Reduced resistance to a biotrophic oomycete in sulforaphane-deficient mutants. The indicated lines were inoculated at the cotyledon stage with Hpa conidia of the isolates Cala2 (A–D) or Emwa1 (E). The cotyledons were stained with Trypan Blue 7 (A–C) or 2 (D) dpi, and the extent of cell death was determined or sporophores were counted at 7 dpi (E). Rapid cell death in the wild type is shown in B, and trailing necrosis is shown in C. Average and range values for three replicate experiments, each including 200 interaction sites, are shown in A and D. Average and sd for 15 cotyledons are shown in E. Letters a to c indicate statistically significant groups (one-way ANOVA with Tukey’s posthoc test, P < 0.05).
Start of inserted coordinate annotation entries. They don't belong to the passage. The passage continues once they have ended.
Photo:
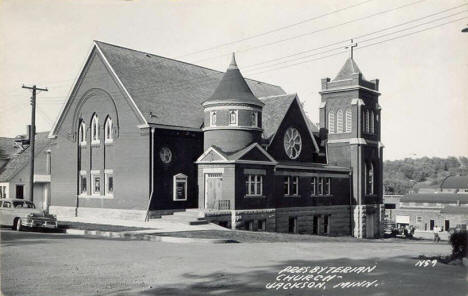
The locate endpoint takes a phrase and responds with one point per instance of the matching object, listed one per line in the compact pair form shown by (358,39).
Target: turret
(232,115)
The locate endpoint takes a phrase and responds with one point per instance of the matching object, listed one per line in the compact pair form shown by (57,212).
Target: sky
(415,48)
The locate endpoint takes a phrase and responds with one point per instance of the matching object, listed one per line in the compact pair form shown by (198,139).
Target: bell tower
(350,115)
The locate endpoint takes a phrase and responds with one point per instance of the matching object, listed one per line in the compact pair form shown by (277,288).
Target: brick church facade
(141,135)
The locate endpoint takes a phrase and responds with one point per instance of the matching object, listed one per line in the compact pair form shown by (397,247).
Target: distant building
(141,134)
(15,172)
(445,209)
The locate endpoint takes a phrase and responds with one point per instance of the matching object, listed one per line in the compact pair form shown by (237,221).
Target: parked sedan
(20,213)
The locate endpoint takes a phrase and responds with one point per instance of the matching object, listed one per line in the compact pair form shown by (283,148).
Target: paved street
(57,264)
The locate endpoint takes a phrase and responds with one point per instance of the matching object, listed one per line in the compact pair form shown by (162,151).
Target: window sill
(96,196)
(95,143)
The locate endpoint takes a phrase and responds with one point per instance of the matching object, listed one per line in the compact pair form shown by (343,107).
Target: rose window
(292,143)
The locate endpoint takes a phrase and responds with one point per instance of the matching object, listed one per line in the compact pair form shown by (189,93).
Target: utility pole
(32,136)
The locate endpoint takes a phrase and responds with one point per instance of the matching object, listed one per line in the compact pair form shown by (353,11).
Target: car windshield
(23,204)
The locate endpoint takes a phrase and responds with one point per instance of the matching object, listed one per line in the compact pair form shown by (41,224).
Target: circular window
(292,143)
(165,154)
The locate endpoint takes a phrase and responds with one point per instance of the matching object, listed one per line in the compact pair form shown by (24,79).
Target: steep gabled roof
(172,91)
(349,68)
(7,147)
(233,88)
(436,198)
(21,160)
(275,110)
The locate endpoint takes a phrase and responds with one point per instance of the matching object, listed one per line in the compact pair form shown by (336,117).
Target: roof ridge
(179,61)
(275,96)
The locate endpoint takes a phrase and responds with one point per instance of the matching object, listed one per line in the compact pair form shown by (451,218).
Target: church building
(142,136)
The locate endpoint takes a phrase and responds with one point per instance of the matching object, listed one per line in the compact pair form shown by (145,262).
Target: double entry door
(213,190)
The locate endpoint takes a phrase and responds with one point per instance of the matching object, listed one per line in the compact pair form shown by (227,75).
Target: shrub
(459,242)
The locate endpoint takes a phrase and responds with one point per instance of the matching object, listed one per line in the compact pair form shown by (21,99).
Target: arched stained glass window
(349,120)
(95,129)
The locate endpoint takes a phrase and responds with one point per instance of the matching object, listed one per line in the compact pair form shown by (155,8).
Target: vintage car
(20,213)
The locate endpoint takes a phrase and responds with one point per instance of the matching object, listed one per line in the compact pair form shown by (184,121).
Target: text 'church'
(143,134)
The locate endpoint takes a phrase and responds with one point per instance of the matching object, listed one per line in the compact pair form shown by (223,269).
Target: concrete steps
(189,216)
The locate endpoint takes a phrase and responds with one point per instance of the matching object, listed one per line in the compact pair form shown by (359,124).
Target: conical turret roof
(349,68)
(232,88)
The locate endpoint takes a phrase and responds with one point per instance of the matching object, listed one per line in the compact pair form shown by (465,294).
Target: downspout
(78,169)
(151,174)
(351,202)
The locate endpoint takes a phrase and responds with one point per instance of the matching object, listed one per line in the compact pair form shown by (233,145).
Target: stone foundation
(116,214)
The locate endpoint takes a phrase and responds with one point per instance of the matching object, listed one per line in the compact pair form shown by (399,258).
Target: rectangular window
(95,183)
(291,186)
(233,117)
(292,227)
(261,225)
(83,183)
(254,185)
(286,185)
(180,187)
(255,119)
(4,191)
(19,191)
(313,186)
(320,186)
(327,186)
(109,174)
(326,226)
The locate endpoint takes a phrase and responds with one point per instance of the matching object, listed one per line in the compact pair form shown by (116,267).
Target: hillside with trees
(405,176)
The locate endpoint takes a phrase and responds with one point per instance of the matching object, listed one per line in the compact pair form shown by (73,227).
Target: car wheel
(18,226)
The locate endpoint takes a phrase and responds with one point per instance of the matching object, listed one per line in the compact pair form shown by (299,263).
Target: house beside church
(145,135)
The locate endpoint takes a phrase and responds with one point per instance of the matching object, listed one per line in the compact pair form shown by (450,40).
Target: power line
(276,30)
(366,40)
(383,41)
(354,37)
(316,31)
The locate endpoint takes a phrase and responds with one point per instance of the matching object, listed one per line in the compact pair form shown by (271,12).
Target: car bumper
(40,224)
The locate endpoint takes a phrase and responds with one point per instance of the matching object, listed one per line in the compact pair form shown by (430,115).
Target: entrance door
(213,190)
(292,225)
(20,191)
(315,226)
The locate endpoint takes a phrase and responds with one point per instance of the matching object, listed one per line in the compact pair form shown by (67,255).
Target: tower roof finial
(351,48)
(233,64)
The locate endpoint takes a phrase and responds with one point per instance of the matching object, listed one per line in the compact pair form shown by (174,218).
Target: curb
(145,237)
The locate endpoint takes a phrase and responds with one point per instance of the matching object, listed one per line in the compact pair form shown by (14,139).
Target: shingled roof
(274,111)
(455,182)
(172,91)
(7,147)
(349,68)
(233,88)
(21,160)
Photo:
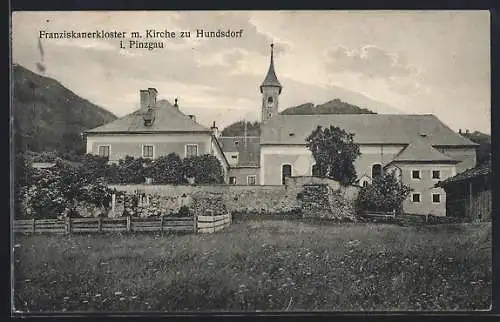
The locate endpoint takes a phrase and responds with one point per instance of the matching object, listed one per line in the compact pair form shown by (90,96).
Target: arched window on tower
(315,171)
(376,170)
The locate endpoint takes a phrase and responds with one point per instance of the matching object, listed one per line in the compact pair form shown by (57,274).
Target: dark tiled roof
(248,149)
(421,151)
(368,129)
(481,170)
(167,118)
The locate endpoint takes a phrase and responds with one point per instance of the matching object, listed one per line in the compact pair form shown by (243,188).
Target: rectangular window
(415,197)
(436,198)
(251,180)
(147,151)
(103,151)
(191,150)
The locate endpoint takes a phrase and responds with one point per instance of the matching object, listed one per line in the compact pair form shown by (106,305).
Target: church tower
(270,89)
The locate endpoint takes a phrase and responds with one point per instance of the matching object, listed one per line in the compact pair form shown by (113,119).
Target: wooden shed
(468,194)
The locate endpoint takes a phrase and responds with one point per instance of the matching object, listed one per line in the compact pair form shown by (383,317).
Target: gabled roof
(271,78)
(368,129)
(248,149)
(167,118)
(478,171)
(421,151)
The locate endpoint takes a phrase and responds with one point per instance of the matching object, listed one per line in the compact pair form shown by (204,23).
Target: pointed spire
(271,79)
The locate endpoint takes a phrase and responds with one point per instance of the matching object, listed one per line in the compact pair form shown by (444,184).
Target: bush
(385,193)
(52,191)
(204,169)
(168,170)
(334,151)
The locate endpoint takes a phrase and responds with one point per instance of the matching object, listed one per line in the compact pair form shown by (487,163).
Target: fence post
(113,203)
(68,225)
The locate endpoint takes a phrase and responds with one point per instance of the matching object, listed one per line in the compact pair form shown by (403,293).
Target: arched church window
(315,171)
(376,170)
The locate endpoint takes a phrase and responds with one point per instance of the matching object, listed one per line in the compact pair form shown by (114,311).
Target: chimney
(144,94)
(215,130)
(152,96)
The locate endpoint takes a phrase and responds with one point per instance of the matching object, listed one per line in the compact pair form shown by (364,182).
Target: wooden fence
(201,224)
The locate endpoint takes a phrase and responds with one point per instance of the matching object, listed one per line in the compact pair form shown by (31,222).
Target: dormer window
(149,117)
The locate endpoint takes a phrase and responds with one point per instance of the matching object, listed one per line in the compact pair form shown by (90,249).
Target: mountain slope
(335,106)
(48,116)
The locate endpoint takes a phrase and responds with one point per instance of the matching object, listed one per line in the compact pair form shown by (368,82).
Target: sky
(412,62)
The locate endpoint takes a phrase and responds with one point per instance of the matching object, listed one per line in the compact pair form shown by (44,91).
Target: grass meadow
(259,265)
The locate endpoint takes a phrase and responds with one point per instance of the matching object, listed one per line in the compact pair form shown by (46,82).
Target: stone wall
(218,199)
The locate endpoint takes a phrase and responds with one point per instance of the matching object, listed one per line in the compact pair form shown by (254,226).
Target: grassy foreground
(259,265)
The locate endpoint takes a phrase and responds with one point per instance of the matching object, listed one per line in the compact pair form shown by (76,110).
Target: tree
(203,168)
(168,169)
(385,193)
(335,152)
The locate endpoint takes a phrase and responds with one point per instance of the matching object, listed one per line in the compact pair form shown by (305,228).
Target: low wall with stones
(168,199)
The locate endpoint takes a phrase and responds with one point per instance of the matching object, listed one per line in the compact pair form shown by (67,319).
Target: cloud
(369,61)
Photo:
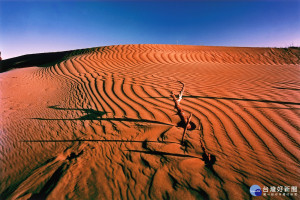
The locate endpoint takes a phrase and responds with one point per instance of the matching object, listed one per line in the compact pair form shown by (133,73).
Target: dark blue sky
(40,26)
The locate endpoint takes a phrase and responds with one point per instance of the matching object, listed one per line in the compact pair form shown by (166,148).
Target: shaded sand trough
(100,122)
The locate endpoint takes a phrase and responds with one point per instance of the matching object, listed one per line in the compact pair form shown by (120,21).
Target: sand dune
(100,123)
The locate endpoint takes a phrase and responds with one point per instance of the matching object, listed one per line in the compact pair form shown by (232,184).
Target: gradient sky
(28,26)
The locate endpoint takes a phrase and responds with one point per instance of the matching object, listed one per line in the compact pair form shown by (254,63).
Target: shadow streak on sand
(93,140)
(91,117)
(161,153)
(97,115)
(237,99)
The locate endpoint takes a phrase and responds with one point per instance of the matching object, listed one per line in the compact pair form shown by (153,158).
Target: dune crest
(101,122)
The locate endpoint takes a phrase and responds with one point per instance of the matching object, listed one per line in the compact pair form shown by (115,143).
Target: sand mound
(100,123)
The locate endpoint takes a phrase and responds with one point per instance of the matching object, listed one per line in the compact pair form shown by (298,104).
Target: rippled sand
(100,123)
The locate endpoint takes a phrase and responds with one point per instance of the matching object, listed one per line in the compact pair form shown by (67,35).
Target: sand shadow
(91,114)
(236,99)
(98,140)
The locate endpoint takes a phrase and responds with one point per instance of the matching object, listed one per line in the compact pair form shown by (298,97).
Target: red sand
(100,123)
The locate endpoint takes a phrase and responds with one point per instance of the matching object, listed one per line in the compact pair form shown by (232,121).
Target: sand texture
(100,123)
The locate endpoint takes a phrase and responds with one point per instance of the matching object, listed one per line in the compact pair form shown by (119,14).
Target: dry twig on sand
(207,157)
(180,112)
(186,127)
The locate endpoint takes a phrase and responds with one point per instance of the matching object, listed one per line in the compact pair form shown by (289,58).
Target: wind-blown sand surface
(100,123)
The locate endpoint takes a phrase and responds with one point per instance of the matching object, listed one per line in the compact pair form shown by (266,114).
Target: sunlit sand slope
(100,123)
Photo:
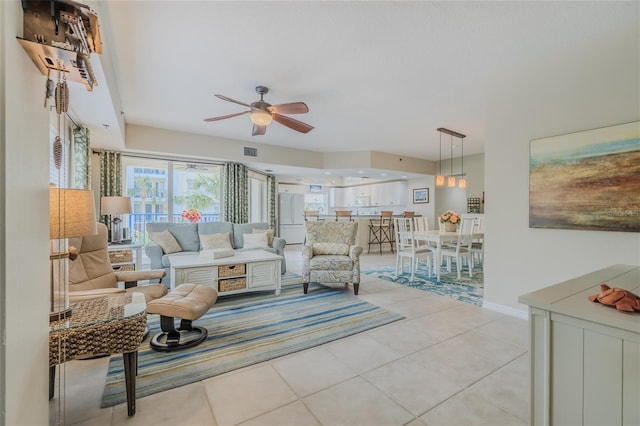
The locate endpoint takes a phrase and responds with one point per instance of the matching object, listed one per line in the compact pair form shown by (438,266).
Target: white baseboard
(518,313)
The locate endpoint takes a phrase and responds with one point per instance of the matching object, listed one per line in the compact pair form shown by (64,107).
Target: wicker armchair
(330,254)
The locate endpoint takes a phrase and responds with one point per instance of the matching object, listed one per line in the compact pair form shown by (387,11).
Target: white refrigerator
(291,214)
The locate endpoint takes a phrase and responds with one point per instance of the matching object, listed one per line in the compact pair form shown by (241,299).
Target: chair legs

The experiments were performed three times with similar results. Bars in B and C = 0.5 mm.

Figure 7.

Sulforaphane treatment of plants provides increased resistance against pathogens. Seedlings of wild-type Landsberg erecta (Ler) or eds1 in the Wassilewskija (Ws) background were sprayed with 200 µm sulforaphane 24 h before or after, as indicated, inoculation with Hpa isolate Cala2, and the resulting sporulation was counted at 4 dpi. Average numbers of spores and range values for three replicate samples are shown. Letters a to c indicate statistically significant groups (one-way ANOVA with Tukey’s posthoc test, P < 0.05). The experiment was repeated twice with identical results.